CBS Ignores Motives of Countrywide CEO Bashers

October 31st, 2007 6:21 PM

Profit takers beware – if you get too wise with your investing, the class warfare soldiers are coming after you.

Over the last year, Angelo Mozilo, CEO of Countrywide (NYSE:CFC), decided to periodically sell some of the stock he owns in the company he co-founded 40 years ago and what is now the nation's largest mortgage lender – part of a prearranged measure known as a 10b5-1 trading plan. This was all done to prepare him for his December 2009 retirement date.

Despite his upcoming retirement, that drew the ire of some liberal pro-union groups and CBS’s Anthony Mason, whereas anyone defending his decision to sell his stock was not found in Mason’s report.

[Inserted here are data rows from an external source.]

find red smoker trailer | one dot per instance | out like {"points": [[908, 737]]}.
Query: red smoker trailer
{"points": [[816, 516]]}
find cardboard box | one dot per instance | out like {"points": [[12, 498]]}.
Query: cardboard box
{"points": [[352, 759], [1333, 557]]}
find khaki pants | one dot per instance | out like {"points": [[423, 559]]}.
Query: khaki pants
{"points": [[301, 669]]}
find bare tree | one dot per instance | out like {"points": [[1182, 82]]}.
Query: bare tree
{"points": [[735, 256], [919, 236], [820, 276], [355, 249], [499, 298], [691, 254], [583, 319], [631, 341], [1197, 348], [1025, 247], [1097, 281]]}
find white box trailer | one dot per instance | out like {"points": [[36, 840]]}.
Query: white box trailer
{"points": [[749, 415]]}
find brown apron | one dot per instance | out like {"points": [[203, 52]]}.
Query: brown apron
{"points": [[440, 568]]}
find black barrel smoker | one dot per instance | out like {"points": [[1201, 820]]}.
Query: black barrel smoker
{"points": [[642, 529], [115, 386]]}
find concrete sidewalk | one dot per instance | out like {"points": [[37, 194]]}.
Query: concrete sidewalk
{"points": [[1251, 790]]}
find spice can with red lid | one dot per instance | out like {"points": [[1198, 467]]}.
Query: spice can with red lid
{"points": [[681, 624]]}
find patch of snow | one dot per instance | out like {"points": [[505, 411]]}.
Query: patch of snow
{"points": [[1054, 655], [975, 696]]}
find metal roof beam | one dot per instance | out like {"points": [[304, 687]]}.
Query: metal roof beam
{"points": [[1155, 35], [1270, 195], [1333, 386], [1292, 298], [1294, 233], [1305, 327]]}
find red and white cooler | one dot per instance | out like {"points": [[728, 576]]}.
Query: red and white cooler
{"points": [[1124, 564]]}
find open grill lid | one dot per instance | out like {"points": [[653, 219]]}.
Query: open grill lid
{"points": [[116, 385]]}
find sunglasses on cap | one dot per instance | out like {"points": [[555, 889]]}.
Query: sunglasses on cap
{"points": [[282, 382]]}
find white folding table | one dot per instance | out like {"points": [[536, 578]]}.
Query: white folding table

William Patterson is leading a shareholder revolt against Mozilo,” Mason said on the October 30 “Evening News.” “His CtW pension consulting group, together with the huge union pension fund AFSCME and the state treasurer of North Carolina, are all calling for Mozilo's ouster after it was revealed he sold more than $130 million of company stock this year before the extent of Countrywide's troubles were known.”

Both the CtW pension consulting group and AFSCME are groups with a union agenda. State Treasurer of North Carolina Richard Moore, also mentioned as part of the “revolt,” is a Democratic candidate for governor of North Carolina – a significant detail not reported by CBS. Moore has been vocal in his protests against Mozilo.

Ironically, just a year ago the “CBS Evening News” warned of a downturn in the housing market with economic implications – even a recession.

Despite the cooling housing market, some top economists predict the nation's economy will keep expanding, although more slowly, through the end of the year,” CBS correspondent Alexis Christoforous said on the “CBS Evening News” on Sept. 17, 2006. “They warn there's a one-in-four chance the economy could slip into a recession sometime next year. Others put that risk much higher.”

“I think the odds of recession right now are probably about 50/50,” Liz Anne Saunders of Charles Schwab said to Christoforous in that same broadcast.

The logical response to that gloomy report would have been to react as Mozilo did; however, the CBS report on October 30 failed to show anyone who saw it that way.